Biliary atresia is a progressive, meaning that it keeps on moving up the biliary tree, fibro-obliterative process of the external biliary tree. It's defined by a characteristic biopsy and obstruction on the cholangiogram. It only starts in the perinatal period. You can't get it at any other time in life. It's something that shows up within the first couple of months after birth. And because it is progressive, we've had some children who, on their first biopsy it's not clear, or on their first DISIDA it is not clear. And you just have to go back and think it still could be and repeat some of those tests.
The typical presentation is that the child's jaundice. They looked healthy prior to starting to look yellow. It started early in life and the bilirubin is generally greater than 20 percent of the total. In 90 percent of the cases, the gallbladder is shriveled and in 20-30 percent it's associated with some anomalies. There's a term used these days called B-A-S-M, called Biliary Atresia Splenic Malformation. And in those kids they either have asplenia, polysplenia, malrotation, midline liver, and a number of other things.

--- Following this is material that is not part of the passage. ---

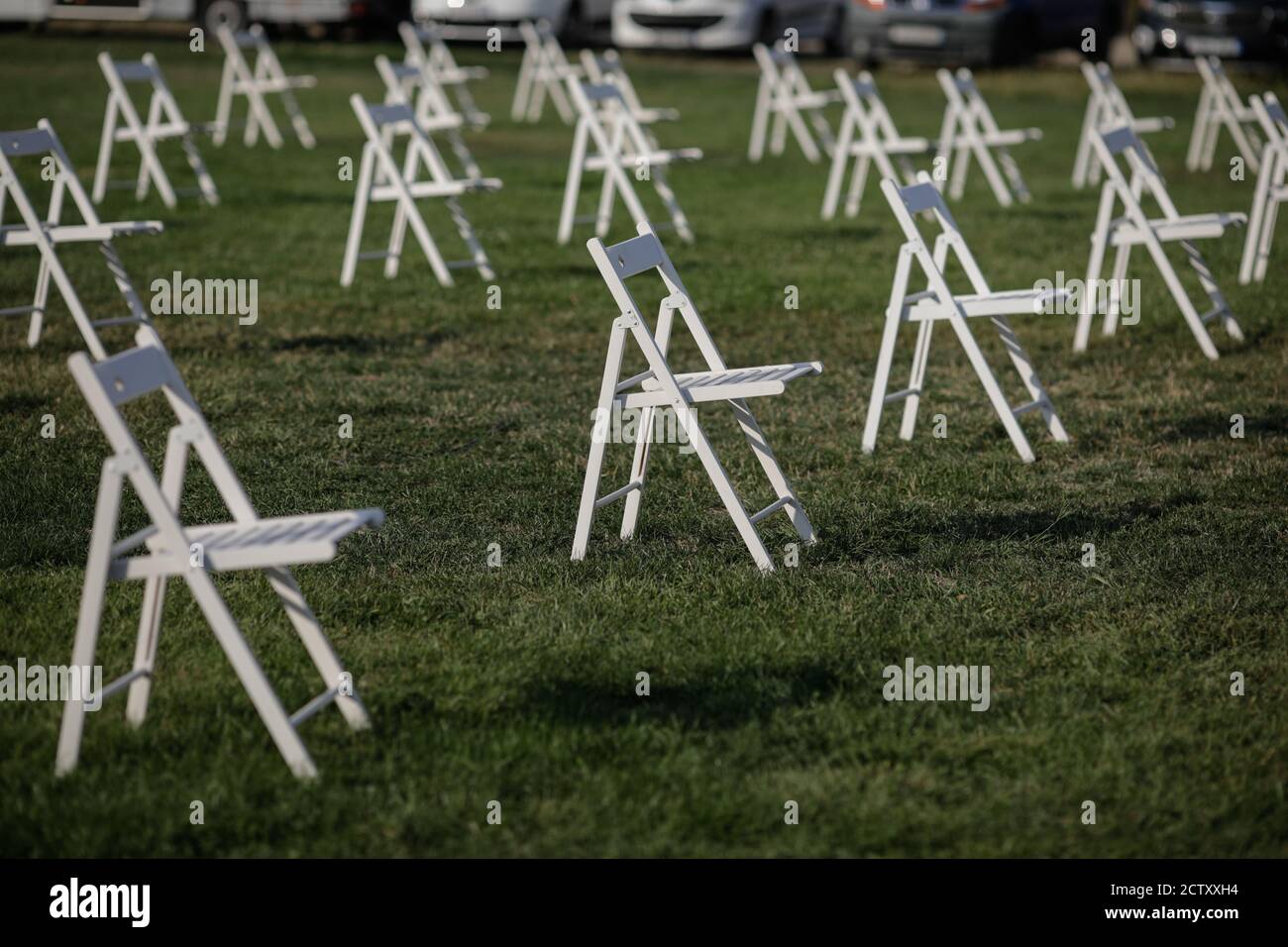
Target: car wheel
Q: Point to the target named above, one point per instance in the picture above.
(217, 13)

The stools, and I always like this picture, and this is pictures of poop. And not used in this country, but acholic stools, those pale stools that people talk about are not always as obvious as people think. Numbers 1, 2, and 3 are the pale types of stools that you might see in biliary atresia. Whereas, 4, 5, and 6 are what typical baby poop looks like. I'm sure you guys all remember, know more about that than I do, hopefully, these days.
The evaluation is the ultrasound, DISIDA, liver biopsy, cholangiogram. In each of those steps, here we typically do all the steps, and with that we feel that we're very accurate. But it's important to move quickly from the first test to the last test. Not that you have to be reckless, but the goal is to get somebody to surgery as soon as you can without being wrong. You don't want to do surgery on somebody who doesn't need it.
When I talked about what B-A-S-M looks like, this is a picture where you can see the liver's in the midline and you either have too many things that would normally be on the right side of your body or too many things that would normally be on the left side of your body. So, if normally left has two lobes of the lung and your right has three lobes of the lung, if you have no spleen, you'll have three lobes of your lung on both sides. And, if you have multiple spleens, you'll have two lobes of your lung on both sides. And it's obviously biliary atresia with some sort of developmental anomaly. And that's why that grass that you munch on can't be the whole story.